Back Country Adventures: High-Basin Muleys
Hunting in the wilderness is never easy, but that's exactly the point. These sacred places are hard to reach—and even harder to leave.

Eagle Cap Wilderness, Oregon
The rock fell away to greensward that lapped black timber on the opposite wall. I peered over. A rifle-shot below, antlers shook a bush.
“What a deer!” My friend Lowell, scant yards to my left, was mistaken.
“It’s an elk,” I hissed. Long tips jutted well above deer height. I glimpsed a chocolate neck.
Silence. Then: “Better look from here.”
I backed off the lip and eased to my pal’s side. I gasped. The dark-necked animal was a mule deer. Antlers, thick as baseball bats, surely spanned a yardstick.
“There’s no way.” With bows and arrows, we had 200 yards to close, our only path the rock.
We slipped over the edge, and down perhaps the length of a Scottish fly rod. The deer vanished.
Come October, I packed into that country with a rifle. I killed a deer in the gulch, but not the buck I’d seen—the biggest buck I’ve ever seen.
Wilderness is like that, revealing sparingly its treasures, yielding them with great reluctance.

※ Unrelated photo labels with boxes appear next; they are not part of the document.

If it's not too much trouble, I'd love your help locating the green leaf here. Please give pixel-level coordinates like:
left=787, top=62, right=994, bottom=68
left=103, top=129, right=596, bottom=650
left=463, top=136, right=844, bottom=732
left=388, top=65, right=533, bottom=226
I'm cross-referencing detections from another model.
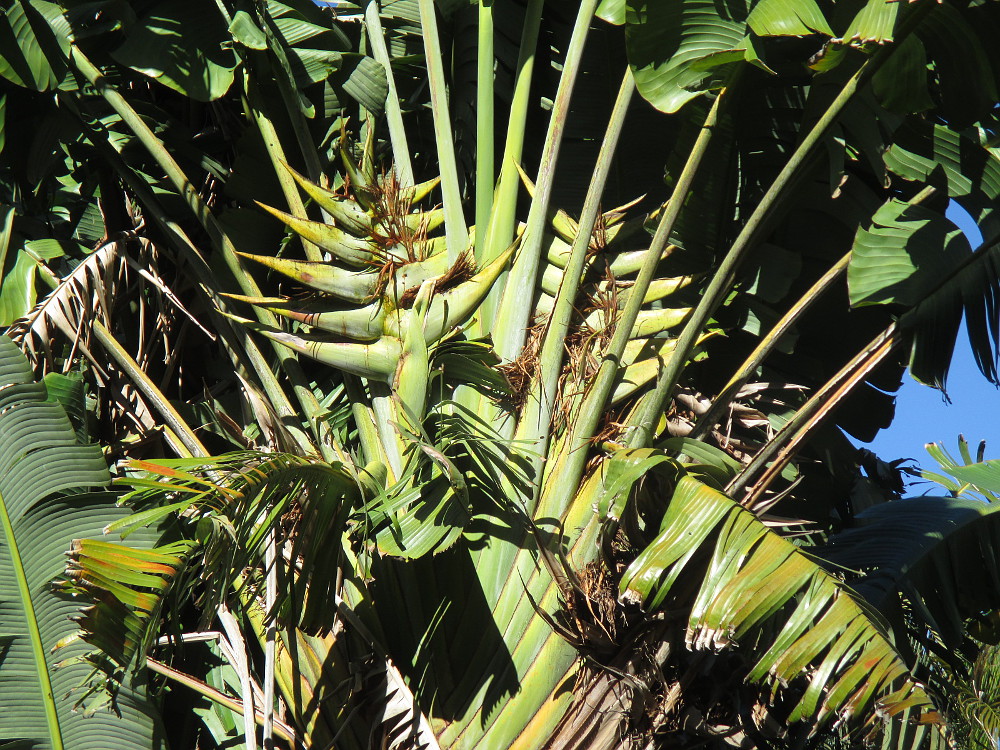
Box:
left=597, top=0, right=625, bottom=26
left=847, top=199, right=971, bottom=307
left=0, top=338, right=161, bottom=750
left=343, top=57, right=389, bottom=115
left=0, top=0, right=73, bottom=91
left=619, top=477, right=931, bottom=724
left=872, top=35, right=934, bottom=115
left=285, top=48, right=344, bottom=87
left=42, top=372, right=90, bottom=443
left=625, top=0, right=748, bottom=112
left=885, top=123, right=1000, bottom=237
left=747, top=0, right=834, bottom=36
left=820, top=494, right=1000, bottom=643
left=841, top=0, right=900, bottom=44
left=111, top=0, right=239, bottom=102
left=0, top=240, right=65, bottom=326
left=229, top=10, right=267, bottom=50
left=916, top=3, right=997, bottom=129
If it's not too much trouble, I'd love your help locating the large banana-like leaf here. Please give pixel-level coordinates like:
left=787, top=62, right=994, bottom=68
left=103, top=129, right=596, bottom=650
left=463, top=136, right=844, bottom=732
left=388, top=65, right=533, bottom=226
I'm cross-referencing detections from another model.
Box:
left=0, top=337, right=161, bottom=750
left=620, top=477, right=932, bottom=723
left=822, top=497, right=1000, bottom=643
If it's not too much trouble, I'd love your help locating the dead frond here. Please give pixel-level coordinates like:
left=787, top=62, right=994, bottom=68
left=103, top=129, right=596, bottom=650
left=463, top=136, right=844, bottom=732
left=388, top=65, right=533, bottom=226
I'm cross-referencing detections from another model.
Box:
left=497, top=319, right=548, bottom=410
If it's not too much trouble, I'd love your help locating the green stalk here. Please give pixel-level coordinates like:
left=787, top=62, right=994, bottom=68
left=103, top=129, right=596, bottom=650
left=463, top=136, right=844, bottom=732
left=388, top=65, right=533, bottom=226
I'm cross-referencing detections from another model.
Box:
left=70, top=45, right=340, bottom=462
left=628, top=2, right=935, bottom=448
left=250, top=3, right=330, bottom=189
left=146, top=657, right=296, bottom=747
left=726, top=219, right=998, bottom=501
left=689, top=251, right=851, bottom=440
left=726, top=323, right=906, bottom=508
left=689, top=185, right=937, bottom=440
left=61, top=94, right=312, bottom=452
left=365, top=0, right=413, bottom=187
left=31, top=262, right=209, bottom=456
left=239, top=72, right=323, bottom=261
left=0, top=495, right=63, bottom=750
left=493, top=0, right=598, bottom=361
left=418, top=0, right=469, bottom=262
left=471, top=0, right=544, bottom=336
left=91, top=320, right=210, bottom=456
left=475, top=0, right=496, bottom=258
left=539, top=84, right=732, bottom=517
left=518, top=68, right=641, bottom=513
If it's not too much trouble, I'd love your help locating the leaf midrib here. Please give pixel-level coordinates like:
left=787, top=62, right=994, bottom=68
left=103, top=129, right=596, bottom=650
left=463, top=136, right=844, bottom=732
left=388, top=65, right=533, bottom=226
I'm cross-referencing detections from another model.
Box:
left=0, top=493, right=63, bottom=750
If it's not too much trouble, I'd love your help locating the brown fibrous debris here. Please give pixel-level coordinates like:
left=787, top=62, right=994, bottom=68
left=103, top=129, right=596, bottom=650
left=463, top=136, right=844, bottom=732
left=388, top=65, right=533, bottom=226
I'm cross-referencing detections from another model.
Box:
left=497, top=319, right=548, bottom=409
left=399, top=250, right=476, bottom=308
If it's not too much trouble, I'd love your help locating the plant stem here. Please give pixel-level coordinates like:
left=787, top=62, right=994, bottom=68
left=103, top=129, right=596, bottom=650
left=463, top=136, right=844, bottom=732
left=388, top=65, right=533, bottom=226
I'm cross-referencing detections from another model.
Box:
left=726, top=323, right=906, bottom=507
left=628, top=0, right=934, bottom=448
left=146, top=657, right=297, bottom=747
left=70, top=45, right=340, bottom=464
left=472, top=0, right=544, bottom=335
left=493, top=0, right=598, bottom=362
left=418, top=0, right=469, bottom=263
left=688, top=186, right=937, bottom=440
left=475, top=0, right=496, bottom=258
left=365, top=0, right=413, bottom=187
left=239, top=72, right=323, bottom=261
left=545, top=84, right=733, bottom=517
left=518, top=68, right=635, bottom=512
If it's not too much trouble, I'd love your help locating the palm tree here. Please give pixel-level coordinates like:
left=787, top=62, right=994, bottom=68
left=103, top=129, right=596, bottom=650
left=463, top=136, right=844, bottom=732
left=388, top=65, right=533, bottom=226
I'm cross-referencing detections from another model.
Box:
left=0, top=0, right=1000, bottom=748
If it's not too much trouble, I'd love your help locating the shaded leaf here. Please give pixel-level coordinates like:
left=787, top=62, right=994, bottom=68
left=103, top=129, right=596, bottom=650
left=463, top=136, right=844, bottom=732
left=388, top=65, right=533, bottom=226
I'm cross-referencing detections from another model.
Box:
left=111, top=0, right=239, bottom=102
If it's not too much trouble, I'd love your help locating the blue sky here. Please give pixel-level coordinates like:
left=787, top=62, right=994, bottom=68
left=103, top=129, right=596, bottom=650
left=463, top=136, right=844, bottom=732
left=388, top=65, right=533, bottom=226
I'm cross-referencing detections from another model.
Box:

I moved to Oregon’s Wallowa Valley in 1975, without a job. The country drew me as it must have the Nez Perce, whose ancestors arrived 600 years ago. Vaulting to 9,800 feet over a deep, mile-long lake with textbook moraines from the Pleistocene Epoch, the Wallowa Mountains boast 30 summits that are more than 8,000 feet—an alpine lake (one of 60) at 8,900! Hunters ply 530 miles of trail in this 360,000-acre patch of the Wallowa-Whitman National Forest, designated primitive in 1930, declared the Eagle Cap Wilderness a decade later.
Above timber you see far, but not always well. You must probe the little places where bucks live. One old deer circled my friend unnoticed. From across the canyon, I waved him back. That buck didn’t expect a second visit.
Alpine wilderness like the Eagle Cap has little winter range. You’ll look hard to find mature bucks, harder to find big ones. But wilderness isn’t about easy. It’s about wild.